Clare Murphy, Director of External Affairs with bpas (the British Pregnancy Advisory Service), which provides abortions, said she welcomed any moves to improve women's access to lawful services in Northern Ireland.

"Abortion is a devolved issue, hence Labour's pledge to work with the Assembly to move forward on this," she commented.

"Ultimately, bpas would like to see abortion decriminalised across the UK, and abortion regulated in the same way as other health care services - from Belfast to Brighton.

"In the meantime we would also like to see women from Northern Ireland, as UK taxpayers, able to access NHS-funded abortion services in England. The fact they must both travel and pay privately for treatment that women elsewhere in the UK receive for free is grossly unfair."

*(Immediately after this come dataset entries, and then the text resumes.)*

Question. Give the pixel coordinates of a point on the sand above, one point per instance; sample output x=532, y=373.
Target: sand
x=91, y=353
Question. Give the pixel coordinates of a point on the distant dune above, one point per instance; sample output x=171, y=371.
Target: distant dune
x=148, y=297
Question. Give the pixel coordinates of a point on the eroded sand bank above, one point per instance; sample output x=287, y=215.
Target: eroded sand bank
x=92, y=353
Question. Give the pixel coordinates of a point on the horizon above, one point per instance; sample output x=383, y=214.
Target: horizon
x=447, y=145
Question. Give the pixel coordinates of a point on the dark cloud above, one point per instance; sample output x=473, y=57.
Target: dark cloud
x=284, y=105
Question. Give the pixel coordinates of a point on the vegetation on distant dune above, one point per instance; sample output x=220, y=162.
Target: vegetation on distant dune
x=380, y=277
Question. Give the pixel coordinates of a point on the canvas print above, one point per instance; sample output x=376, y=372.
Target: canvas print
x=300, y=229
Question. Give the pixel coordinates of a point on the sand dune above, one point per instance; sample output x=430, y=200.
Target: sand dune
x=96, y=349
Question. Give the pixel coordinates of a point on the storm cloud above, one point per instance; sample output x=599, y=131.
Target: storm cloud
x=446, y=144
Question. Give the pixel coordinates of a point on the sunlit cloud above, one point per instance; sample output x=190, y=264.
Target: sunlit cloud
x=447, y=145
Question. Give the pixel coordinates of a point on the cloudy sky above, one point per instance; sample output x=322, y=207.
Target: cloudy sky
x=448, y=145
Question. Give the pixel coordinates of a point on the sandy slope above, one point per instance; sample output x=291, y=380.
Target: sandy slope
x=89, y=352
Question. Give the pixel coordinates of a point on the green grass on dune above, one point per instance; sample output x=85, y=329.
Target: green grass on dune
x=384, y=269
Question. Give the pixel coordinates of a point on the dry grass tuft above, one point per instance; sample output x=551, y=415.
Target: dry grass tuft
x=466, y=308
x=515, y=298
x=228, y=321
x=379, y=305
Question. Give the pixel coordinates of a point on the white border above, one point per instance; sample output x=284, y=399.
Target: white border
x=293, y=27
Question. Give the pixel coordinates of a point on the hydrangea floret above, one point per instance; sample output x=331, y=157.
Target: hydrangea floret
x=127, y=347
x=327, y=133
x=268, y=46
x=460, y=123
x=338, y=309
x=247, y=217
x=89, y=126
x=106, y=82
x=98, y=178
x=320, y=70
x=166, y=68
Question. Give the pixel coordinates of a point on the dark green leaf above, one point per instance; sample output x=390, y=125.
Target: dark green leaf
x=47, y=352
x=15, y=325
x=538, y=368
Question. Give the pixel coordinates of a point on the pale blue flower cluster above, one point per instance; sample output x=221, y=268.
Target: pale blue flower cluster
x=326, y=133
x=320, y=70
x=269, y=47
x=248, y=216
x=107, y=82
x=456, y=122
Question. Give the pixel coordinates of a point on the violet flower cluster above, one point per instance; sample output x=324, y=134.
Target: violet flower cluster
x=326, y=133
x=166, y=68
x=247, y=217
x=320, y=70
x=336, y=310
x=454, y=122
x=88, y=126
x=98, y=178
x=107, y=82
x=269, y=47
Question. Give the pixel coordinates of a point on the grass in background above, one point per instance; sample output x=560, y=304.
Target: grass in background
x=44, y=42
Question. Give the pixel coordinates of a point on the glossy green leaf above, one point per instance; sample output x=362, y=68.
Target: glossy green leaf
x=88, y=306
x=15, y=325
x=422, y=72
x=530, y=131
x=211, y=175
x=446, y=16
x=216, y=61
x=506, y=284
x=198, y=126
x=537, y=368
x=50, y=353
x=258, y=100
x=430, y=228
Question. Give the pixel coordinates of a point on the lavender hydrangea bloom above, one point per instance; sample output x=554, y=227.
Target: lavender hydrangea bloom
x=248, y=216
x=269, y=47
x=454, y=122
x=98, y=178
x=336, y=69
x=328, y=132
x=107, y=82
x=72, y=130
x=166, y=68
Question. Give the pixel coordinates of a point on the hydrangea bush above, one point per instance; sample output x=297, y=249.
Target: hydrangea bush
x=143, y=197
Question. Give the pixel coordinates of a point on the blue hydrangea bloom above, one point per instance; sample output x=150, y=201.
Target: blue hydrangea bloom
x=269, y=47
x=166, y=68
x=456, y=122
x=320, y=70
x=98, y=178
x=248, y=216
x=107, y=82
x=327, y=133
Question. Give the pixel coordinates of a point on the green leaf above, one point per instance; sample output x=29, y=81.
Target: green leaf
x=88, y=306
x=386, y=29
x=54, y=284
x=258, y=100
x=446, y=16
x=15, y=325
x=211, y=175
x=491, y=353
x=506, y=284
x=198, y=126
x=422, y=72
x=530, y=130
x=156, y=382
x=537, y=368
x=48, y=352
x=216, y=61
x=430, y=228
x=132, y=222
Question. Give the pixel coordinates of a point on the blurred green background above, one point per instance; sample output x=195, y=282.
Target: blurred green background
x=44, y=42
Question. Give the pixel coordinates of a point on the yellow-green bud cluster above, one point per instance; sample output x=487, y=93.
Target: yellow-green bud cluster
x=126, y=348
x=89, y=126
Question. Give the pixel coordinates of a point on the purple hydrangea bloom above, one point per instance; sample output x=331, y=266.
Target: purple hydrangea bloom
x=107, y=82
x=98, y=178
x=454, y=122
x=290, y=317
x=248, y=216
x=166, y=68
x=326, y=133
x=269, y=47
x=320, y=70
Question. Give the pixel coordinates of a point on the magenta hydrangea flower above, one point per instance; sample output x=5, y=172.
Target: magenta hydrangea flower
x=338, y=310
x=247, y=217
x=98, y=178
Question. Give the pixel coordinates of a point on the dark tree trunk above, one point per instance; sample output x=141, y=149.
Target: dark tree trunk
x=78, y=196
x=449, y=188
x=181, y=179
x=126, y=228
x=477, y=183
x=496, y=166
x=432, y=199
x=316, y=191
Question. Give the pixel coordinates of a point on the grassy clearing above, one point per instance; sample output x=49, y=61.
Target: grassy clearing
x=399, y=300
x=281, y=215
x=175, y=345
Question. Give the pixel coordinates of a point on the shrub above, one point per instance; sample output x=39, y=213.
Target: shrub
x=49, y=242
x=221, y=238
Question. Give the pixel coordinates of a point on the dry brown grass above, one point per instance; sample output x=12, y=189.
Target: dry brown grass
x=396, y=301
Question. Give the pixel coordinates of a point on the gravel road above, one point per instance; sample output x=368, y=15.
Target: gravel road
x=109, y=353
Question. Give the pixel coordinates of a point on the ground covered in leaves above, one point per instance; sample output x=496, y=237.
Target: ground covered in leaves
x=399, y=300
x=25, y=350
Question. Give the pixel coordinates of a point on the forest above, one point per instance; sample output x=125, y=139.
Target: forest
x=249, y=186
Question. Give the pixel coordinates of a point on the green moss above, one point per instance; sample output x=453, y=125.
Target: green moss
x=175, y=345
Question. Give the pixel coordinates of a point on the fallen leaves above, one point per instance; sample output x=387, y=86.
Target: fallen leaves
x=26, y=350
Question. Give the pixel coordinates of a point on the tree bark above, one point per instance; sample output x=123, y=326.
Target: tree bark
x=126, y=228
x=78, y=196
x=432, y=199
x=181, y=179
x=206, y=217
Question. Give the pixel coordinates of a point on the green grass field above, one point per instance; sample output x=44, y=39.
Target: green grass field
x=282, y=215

Alliance for Choice said it would welcome Labour pushing the Assembly to ensure free, safe and legal abortion access for people in Northern Ireland, but through legislation here as opposed to the extension of the flawed 1967 Act.

"It would be interesting to see if Labour are going to push as strongly from a whole-party front for decriminalisation in England and Wales too," a spokesperson said.

"It's heartening that outside parties and organisations want to work to improve reproductive choices in Northern Ireland but also sad that in 2017 we're discussing this using the language of 'extending rights', which really makes it sound like we're asking for something over and above, when in reality these should be basic human rights afforded to every person who needs them, regardless of geographical location or class."

The 1967 Abortion Act has never been introduced to Northern Ireland and women here may only access a termination if their life is at risk, or there is a permanent or serious risk to their mental or physical health.

Foetal abnormalities, rape and incest are not considered grounds for a legal abortion, so hundreds of women from Northern Ireland travel to Britain each year for terminations.

The issue of abortion is devolved to the Northern Ireland Assembly at Stormont, although the Westminster Parliament can technically impose a change in the law on the province.

However, previous attempts have failed, including a 2008 proposal that was blocked by the then Leader of the House of Commons, Harriet Harman, over fears it could lead the House of Lords amending existing British law.